Abstract:With the increasing use of mobile GPS (global positioning system) devices, a large volume of trajectory data on users can be produced. In most existing work, trajectories are usually divided into a set of stops and moves. In trajectories, stops represent the most important and meaningful part of the trajectory; there are many data mining methods to extract these locations. DBSCAN (density-based spatial clustering of applications with noise) is a classical density-based algorithm used to find the high-density areas in space, and different derivative methods of this algorithm have been proposed to find the stops in trajectories.
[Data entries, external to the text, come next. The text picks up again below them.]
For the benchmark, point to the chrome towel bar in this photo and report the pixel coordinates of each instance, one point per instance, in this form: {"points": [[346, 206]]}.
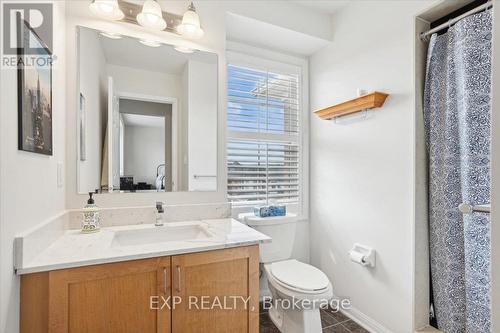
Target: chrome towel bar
{"points": [[466, 208]]}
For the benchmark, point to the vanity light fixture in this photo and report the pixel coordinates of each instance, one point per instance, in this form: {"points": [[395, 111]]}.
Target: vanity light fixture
{"points": [[190, 26], [150, 43], [183, 49], [107, 9], [151, 16], [111, 35]]}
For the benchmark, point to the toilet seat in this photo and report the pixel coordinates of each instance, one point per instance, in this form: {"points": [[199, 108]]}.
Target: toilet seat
{"points": [[300, 277]]}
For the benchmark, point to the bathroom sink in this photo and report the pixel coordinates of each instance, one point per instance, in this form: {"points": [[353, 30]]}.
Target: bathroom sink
{"points": [[161, 234]]}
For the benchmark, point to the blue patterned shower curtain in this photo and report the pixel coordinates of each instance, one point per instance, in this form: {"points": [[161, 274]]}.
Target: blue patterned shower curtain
{"points": [[457, 118]]}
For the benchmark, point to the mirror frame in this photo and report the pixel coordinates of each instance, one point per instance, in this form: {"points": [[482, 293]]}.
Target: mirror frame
{"points": [[219, 138]]}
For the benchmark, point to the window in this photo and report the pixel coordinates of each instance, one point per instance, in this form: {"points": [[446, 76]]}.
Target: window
{"points": [[263, 126]]}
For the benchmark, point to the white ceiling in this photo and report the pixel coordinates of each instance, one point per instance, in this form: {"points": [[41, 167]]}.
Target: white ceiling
{"points": [[323, 6], [130, 53], [269, 36], [143, 120]]}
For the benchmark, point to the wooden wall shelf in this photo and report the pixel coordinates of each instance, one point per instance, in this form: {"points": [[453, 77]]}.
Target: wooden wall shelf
{"points": [[373, 100]]}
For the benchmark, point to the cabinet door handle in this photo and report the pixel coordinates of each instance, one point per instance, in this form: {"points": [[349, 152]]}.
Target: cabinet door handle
{"points": [[165, 281], [178, 278]]}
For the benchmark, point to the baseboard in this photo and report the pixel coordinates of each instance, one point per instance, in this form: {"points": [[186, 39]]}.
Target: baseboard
{"points": [[366, 322]]}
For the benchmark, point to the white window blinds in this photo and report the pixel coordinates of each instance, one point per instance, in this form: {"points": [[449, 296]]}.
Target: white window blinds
{"points": [[263, 123]]}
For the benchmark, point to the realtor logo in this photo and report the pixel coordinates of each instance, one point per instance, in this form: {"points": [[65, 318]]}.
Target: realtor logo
{"points": [[37, 15]]}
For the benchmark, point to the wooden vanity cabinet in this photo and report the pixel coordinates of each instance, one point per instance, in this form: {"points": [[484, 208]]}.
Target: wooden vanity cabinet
{"points": [[116, 297], [219, 289], [101, 298]]}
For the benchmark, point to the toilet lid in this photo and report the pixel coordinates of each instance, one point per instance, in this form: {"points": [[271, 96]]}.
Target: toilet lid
{"points": [[299, 275]]}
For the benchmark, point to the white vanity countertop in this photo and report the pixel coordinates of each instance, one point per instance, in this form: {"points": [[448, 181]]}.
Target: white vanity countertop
{"points": [[74, 248]]}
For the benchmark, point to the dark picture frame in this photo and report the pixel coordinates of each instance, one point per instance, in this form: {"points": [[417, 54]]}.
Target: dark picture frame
{"points": [[34, 91]]}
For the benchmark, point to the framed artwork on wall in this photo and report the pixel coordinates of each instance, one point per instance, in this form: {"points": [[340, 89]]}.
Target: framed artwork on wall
{"points": [[34, 90]]}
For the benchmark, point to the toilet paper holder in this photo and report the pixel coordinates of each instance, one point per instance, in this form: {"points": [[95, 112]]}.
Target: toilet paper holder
{"points": [[363, 255]]}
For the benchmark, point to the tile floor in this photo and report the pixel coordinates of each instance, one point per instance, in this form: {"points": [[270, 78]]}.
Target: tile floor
{"points": [[331, 321]]}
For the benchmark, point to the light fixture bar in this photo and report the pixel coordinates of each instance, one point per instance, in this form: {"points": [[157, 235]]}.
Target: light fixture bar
{"points": [[131, 10]]}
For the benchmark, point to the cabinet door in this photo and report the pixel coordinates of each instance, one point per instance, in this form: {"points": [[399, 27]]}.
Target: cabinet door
{"points": [[111, 298], [217, 291]]}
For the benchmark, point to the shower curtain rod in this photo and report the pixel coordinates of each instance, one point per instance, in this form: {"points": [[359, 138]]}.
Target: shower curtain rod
{"points": [[448, 24]]}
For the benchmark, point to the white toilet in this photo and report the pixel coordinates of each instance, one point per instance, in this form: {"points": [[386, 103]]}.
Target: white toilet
{"points": [[290, 281]]}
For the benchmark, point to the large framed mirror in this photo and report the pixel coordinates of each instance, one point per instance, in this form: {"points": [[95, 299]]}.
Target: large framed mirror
{"points": [[147, 115]]}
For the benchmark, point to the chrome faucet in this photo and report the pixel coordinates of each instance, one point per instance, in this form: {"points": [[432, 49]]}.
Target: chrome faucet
{"points": [[159, 214]]}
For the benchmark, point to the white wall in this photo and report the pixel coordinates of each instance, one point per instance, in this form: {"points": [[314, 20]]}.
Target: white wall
{"points": [[29, 193], [202, 125], [137, 81], [144, 151], [361, 180], [93, 83]]}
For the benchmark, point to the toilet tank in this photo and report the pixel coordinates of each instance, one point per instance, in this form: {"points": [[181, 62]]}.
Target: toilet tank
{"points": [[282, 231]]}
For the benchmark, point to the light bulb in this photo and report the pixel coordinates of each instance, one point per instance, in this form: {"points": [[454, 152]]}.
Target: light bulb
{"points": [[107, 9], [190, 26], [183, 49], [150, 43], [111, 35], [151, 16]]}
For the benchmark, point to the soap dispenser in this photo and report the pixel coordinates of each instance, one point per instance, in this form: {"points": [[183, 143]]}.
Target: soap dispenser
{"points": [[91, 218]]}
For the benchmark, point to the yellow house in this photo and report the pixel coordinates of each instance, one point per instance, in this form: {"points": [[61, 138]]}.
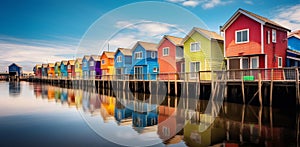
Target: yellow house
{"points": [[107, 63], [78, 68], [203, 51]]}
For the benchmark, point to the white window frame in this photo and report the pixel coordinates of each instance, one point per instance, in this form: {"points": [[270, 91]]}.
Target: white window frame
{"points": [[138, 55], [119, 59], [269, 37], [92, 63], [192, 43], [153, 55], [274, 35], [280, 58], [252, 63], [248, 38], [166, 49]]}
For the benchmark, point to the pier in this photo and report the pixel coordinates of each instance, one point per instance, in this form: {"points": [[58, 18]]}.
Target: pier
{"points": [[277, 87]]}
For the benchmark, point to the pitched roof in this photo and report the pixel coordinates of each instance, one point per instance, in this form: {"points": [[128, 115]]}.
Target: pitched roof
{"points": [[206, 33], [256, 17], [78, 60], [86, 57], [51, 64], [147, 45], [95, 57], [15, 64], [64, 62], [109, 54], [295, 34], [71, 62], [57, 63], [125, 51]]}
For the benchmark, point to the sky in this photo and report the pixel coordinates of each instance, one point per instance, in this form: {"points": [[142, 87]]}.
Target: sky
{"points": [[44, 31]]}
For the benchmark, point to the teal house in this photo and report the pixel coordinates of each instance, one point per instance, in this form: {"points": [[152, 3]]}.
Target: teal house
{"points": [[144, 61]]}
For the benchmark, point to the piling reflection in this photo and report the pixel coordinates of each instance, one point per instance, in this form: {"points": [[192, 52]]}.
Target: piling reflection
{"points": [[235, 124]]}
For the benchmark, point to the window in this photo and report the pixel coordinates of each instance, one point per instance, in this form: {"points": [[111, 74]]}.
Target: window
{"points": [[119, 59], [166, 51], [245, 63], [242, 36], [269, 37], [274, 36], [195, 46], [153, 55], [279, 62], [138, 55], [195, 67], [91, 63]]}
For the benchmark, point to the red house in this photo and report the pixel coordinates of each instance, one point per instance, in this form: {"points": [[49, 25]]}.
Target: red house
{"points": [[71, 69], [170, 57], [252, 41]]}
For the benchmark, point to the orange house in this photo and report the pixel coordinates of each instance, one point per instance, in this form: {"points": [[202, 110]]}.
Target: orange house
{"points": [[50, 70], [170, 57], [107, 63]]}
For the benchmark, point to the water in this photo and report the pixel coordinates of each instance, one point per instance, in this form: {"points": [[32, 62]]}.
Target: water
{"points": [[34, 114]]}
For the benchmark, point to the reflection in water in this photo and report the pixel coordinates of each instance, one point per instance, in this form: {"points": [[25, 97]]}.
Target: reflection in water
{"points": [[235, 125], [14, 88]]}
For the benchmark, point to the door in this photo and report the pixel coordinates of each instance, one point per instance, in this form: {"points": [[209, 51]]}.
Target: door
{"points": [[138, 71]]}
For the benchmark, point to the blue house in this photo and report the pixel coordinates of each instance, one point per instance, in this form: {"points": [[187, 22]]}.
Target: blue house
{"points": [[293, 51], [14, 70], [123, 61], [64, 69], [85, 67], [144, 60]]}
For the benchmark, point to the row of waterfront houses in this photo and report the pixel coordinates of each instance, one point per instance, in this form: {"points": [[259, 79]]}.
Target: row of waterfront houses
{"points": [[249, 41]]}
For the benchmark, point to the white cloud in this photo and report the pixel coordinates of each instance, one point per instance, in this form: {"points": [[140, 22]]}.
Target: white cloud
{"points": [[288, 17], [249, 2], [205, 4], [191, 3], [30, 53]]}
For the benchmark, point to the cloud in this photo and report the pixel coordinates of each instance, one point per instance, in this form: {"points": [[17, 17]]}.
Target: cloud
{"points": [[27, 53], [288, 17], [249, 2], [191, 3], [205, 4]]}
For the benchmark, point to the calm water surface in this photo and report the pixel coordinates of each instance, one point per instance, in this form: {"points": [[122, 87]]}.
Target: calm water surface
{"points": [[33, 114]]}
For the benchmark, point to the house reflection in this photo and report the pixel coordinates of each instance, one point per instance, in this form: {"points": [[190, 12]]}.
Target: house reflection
{"points": [[14, 89]]}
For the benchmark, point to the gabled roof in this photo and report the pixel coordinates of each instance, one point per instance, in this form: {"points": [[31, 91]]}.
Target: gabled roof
{"points": [[15, 65], [177, 41], [295, 34], [78, 60], [125, 51], [44, 65], [109, 55], [206, 33], [86, 57], [71, 62], [146, 45], [57, 63], [64, 62], [258, 18], [50, 64], [95, 57]]}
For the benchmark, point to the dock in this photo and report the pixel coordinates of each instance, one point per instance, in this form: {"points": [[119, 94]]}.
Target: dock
{"points": [[263, 87]]}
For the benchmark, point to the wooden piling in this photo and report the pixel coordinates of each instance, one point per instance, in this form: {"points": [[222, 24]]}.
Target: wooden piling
{"points": [[271, 87]]}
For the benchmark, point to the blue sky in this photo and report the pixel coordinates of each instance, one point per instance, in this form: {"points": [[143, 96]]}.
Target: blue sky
{"points": [[40, 31]]}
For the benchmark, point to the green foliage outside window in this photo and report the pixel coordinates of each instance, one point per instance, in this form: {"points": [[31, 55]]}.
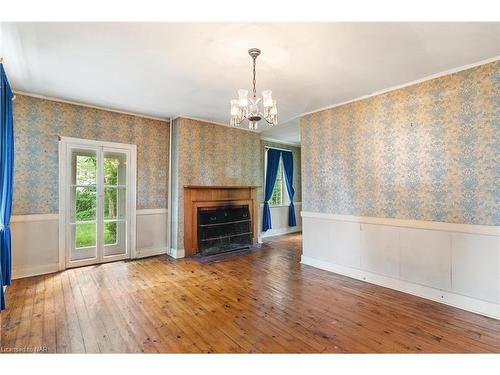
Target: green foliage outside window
{"points": [[277, 196], [85, 199]]}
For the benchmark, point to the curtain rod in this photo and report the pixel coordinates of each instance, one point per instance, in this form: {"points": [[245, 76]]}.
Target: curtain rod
{"points": [[281, 149], [1, 62]]}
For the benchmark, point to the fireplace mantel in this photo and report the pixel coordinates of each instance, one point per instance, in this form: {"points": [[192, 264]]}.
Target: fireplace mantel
{"points": [[196, 196]]}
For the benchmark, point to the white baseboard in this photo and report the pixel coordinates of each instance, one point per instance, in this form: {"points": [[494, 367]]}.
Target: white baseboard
{"points": [[152, 251], [21, 272], [280, 231], [177, 253], [456, 300]]}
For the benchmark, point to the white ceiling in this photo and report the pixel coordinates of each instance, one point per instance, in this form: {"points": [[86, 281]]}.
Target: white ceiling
{"points": [[194, 69]]}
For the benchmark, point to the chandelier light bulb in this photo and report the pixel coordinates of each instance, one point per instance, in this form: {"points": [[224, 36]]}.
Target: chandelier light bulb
{"points": [[243, 98], [267, 97]]}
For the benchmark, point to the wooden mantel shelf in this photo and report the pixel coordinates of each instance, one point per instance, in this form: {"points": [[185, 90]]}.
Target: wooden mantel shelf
{"points": [[221, 187], [196, 196]]}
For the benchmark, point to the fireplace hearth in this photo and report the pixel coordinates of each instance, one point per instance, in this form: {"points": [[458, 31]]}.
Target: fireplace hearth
{"points": [[224, 228]]}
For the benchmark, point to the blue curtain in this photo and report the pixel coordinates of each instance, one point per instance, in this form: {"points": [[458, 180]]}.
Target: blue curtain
{"points": [[6, 175], [287, 158], [273, 159]]}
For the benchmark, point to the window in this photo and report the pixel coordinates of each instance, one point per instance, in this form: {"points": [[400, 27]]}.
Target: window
{"points": [[280, 195], [277, 197]]}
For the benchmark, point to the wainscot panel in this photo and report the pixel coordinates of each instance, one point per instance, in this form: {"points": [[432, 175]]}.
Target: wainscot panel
{"points": [[455, 264], [35, 240]]}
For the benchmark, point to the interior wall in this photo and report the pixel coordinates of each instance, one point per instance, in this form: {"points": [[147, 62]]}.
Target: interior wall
{"points": [[425, 152], [209, 154], [37, 125], [39, 122], [279, 214], [401, 189]]}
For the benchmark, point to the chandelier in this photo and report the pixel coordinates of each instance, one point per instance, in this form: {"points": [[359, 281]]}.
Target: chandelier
{"points": [[245, 108]]}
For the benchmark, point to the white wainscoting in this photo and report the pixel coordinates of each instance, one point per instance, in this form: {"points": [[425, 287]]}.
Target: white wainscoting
{"points": [[35, 240], [151, 232], [455, 264], [279, 221]]}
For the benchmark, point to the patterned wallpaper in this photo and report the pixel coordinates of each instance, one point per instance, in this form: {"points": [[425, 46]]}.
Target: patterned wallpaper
{"points": [[209, 154], [296, 167], [430, 151], [39, 122]]}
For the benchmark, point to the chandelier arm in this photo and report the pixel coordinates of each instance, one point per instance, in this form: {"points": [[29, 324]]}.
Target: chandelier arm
{"points": [[265, 118]]}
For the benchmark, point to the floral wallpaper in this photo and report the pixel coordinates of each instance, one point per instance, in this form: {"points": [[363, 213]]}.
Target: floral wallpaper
{"points": [[430, 151], [39, 122], [209, 154]]}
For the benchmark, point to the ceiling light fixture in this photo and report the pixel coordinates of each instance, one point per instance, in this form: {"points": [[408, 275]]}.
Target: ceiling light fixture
{"points": [[245, 108]]}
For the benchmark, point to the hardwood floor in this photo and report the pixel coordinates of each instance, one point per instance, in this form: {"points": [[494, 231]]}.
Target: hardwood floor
{"points": [[262, 301]]}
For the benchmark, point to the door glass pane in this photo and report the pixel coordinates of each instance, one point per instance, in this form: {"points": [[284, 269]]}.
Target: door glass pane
{"points": [[110, 233], [85, 235], [84, 167], [114, 203], [115, 167], [115, 239]]}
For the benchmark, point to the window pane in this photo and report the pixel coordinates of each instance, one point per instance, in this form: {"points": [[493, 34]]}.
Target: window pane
{"points": [[86, 167], [276, 197], [85, 235], [114, 169], [110, 233], [85, 203], [114, 203]]}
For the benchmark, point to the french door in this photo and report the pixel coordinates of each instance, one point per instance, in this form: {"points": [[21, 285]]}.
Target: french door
{"points": [[99, 199]]}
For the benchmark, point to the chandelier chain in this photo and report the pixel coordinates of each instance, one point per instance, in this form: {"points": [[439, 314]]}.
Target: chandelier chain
{"points": [[254, 79]]}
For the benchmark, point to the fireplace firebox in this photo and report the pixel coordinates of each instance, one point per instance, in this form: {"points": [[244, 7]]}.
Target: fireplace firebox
{"points": [[224, 228]]}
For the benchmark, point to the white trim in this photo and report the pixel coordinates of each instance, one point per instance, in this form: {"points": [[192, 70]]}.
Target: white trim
{"points": [[21, 272], [176, 253], [397, 87], [151, 251], [170, 186], [34, 217], [462, 302], [419, 224], [274, 140], [17, 92], [152, 211], [215, 123], [97, 143]]}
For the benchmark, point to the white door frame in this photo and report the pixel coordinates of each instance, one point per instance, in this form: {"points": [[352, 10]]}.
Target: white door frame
{"points": [[64, 144]]}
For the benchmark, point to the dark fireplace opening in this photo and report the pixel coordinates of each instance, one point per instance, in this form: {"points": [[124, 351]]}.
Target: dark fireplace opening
{"points": [[224, 228]]}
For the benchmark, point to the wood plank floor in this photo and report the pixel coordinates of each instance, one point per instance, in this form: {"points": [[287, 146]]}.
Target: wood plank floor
{"points": [[262, 301]]}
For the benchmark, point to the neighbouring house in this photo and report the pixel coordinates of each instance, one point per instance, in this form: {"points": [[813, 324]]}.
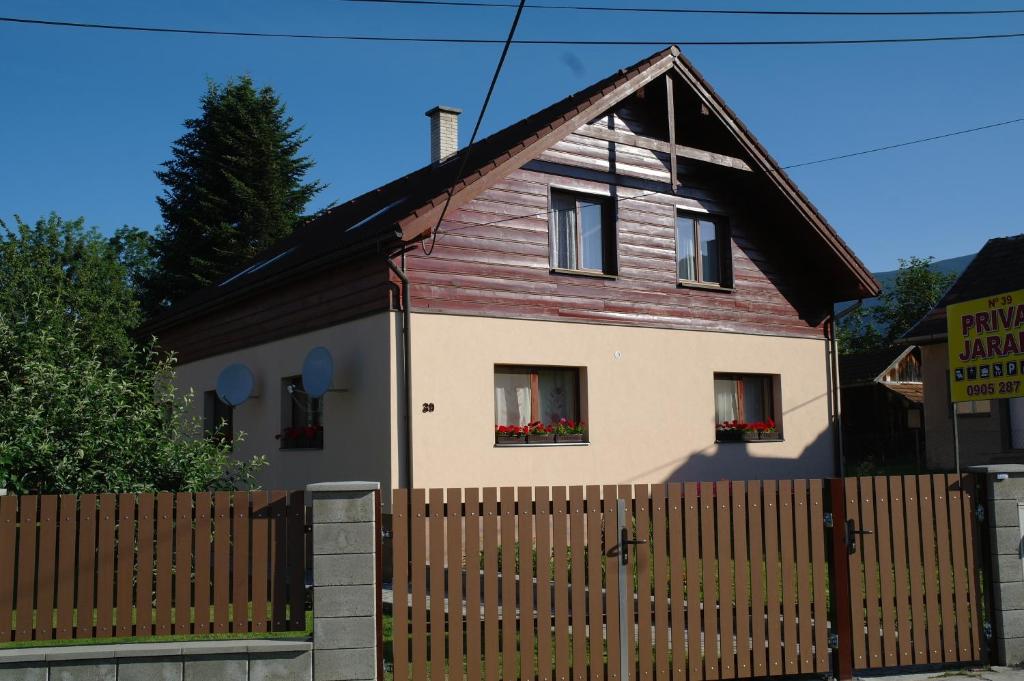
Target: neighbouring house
{"points": [[882, 397], [630, 257], [991, 431]]}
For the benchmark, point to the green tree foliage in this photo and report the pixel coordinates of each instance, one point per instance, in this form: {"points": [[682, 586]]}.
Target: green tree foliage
{"points": [[84, 408], [912, 294], [232, 187]]}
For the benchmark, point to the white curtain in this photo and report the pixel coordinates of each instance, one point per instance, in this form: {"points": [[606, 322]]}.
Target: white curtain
{"points": [[726, 400], [1017, 423], [563, 230], [512, 399]]}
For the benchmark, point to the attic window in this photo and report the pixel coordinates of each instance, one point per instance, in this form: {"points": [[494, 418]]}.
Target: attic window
{"points": [[702, 252], [582, 233]]}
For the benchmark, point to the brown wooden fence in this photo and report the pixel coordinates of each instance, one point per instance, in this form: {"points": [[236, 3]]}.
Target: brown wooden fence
{"points": [[915, 587], [120, 565], [511, 584]]}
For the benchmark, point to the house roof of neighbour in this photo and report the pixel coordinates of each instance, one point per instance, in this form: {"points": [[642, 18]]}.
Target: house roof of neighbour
{"points": [[996, 268], [385, 219], [869, 367], [913, 392]]}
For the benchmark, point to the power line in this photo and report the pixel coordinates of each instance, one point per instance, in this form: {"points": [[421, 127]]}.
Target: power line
{"points": [[704, 10], [499, 41], [476, 128], [906, 143], [795, 165]]}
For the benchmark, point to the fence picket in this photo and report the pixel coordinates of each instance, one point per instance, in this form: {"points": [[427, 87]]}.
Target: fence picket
{"points": [[559, 550], [674, 507], [887, 587], [182, 562], [802, 524], [473, 583], [491, 628], [46, 577], [818, 575], [8, 537], [788, 561], [644, 623], [694, 597], [204, 548], [399, 580], [725, 580], [659, 549], [742, 568], [755, 501], [958, 566], [27, 533], [507, 570], [143, 587], [454, 591], [126, 563], [66, 566], [525, 539], [435, 553], [578, 584], [544, 623], [944, 560]]}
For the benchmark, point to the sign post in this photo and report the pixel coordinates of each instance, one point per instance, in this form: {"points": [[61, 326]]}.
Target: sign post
{"points": [[985, 338]]}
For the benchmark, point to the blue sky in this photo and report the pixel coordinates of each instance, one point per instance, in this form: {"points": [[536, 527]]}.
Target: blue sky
{"points": [[87, 116]]}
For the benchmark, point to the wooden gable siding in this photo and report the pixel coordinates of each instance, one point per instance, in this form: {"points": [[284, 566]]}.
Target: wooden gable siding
{"points": [[346, 292], [492, 257]]}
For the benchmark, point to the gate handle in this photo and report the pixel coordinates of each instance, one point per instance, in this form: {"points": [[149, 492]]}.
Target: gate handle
{"points": [[851, 533], [625, 542]]}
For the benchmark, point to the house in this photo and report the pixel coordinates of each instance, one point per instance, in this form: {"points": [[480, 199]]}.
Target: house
{"points": [[882, 396], [630, 257], [991, 431]]}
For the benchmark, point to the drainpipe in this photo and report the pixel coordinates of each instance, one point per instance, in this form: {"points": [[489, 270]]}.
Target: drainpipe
{"points": [[834, 370], [407, 342]]}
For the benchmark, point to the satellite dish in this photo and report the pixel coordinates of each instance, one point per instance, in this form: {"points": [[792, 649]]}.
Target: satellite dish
{"points": [[235, 384], [317, 372]]}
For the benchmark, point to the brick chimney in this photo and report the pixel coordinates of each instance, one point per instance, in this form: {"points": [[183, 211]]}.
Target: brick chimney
{"points": [[443, 132]]}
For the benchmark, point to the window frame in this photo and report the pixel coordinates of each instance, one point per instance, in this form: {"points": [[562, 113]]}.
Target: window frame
{"points": [[534, 372], [288, 416], [772, 397], [724, 235], [609, 237], [211, 424]]}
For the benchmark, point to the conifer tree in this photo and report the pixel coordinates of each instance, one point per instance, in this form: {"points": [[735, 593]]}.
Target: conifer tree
{"points": [[233, 185]]}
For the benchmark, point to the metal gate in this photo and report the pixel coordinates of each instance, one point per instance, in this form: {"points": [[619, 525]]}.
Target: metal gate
{"points": [[680, 581]]}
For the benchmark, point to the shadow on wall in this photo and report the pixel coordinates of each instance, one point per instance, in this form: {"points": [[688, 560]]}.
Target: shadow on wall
{"points": [[733, 461]]}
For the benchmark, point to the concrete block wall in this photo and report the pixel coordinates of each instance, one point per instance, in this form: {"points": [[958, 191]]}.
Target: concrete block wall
{"points": [[1003, 519], [345, 538]]}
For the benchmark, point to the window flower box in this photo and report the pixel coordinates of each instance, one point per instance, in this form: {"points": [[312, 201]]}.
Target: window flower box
{"points": [[570, 437], [737, 431]]}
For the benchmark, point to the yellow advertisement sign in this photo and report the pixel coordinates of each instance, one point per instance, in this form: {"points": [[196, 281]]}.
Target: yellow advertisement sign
{"points": [[986, 347]]}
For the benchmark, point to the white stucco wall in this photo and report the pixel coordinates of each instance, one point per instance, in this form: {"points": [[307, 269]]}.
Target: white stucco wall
{"points": [[359, 432], [650, 409]]}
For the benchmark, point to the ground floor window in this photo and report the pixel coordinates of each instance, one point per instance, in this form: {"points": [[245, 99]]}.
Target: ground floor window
{"points": [[544, 400], [747, 407], [218, 422], [301, 417]]}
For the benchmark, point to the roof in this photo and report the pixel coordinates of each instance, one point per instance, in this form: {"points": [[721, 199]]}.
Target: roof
{"points": [[995, 269], [913, 392], [407, 209], [868, 367]]}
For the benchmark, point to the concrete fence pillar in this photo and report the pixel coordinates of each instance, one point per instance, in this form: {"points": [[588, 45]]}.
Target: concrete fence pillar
{"points": [[1005, 485], [345, 540]]}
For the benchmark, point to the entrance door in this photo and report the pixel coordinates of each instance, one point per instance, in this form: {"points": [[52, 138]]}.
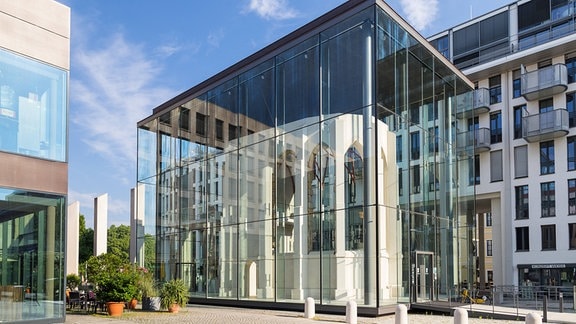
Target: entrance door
{"points": [[424, 276]]}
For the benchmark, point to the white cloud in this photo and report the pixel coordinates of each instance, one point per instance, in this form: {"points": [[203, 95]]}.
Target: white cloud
{"points": [[112, 88], [272, 9], [420, 13]]}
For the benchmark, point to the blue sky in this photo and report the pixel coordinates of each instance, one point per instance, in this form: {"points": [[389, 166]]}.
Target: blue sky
{"points": [[129, 56]]}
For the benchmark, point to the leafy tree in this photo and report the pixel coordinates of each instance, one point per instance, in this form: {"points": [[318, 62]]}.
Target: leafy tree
{"points": [[119, 242], [86, 241]]}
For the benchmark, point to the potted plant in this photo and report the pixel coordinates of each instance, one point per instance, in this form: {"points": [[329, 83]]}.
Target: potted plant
{"points": [[174, 294]]}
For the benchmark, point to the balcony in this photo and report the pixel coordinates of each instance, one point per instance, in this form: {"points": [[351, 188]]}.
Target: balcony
{"points": [[544, 82], [478, 138], [480, 102], [545, 126]]}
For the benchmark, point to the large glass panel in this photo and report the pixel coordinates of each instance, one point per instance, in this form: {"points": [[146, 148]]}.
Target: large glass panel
{"points": [[33, 113], [31, 256], [298, 84]]}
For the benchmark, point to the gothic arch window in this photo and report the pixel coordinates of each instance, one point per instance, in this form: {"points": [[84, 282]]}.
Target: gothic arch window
{"points": [[354, 180]]}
However, most of these methods required a manually-set threshold, such as the speed threshold, for each feature variable. In our research, we first defined our new concept of move ability. Second, by introducing the theory of data fields and by taking our new concept of move ability into consideration, we constructed a new, comprehensive, hybrid feature-based, density measurement method which considers temporal and spatial properties. Finally, an improved DBSCAN algorithm was proposed using our new density measurement method. In the Experimental Section, the effectiveness and efficiency of our method is validated against real datasets. When comparing our algorithm with the classical density-based clustering algorithms, our experimental results show the efficiency of the proposed method.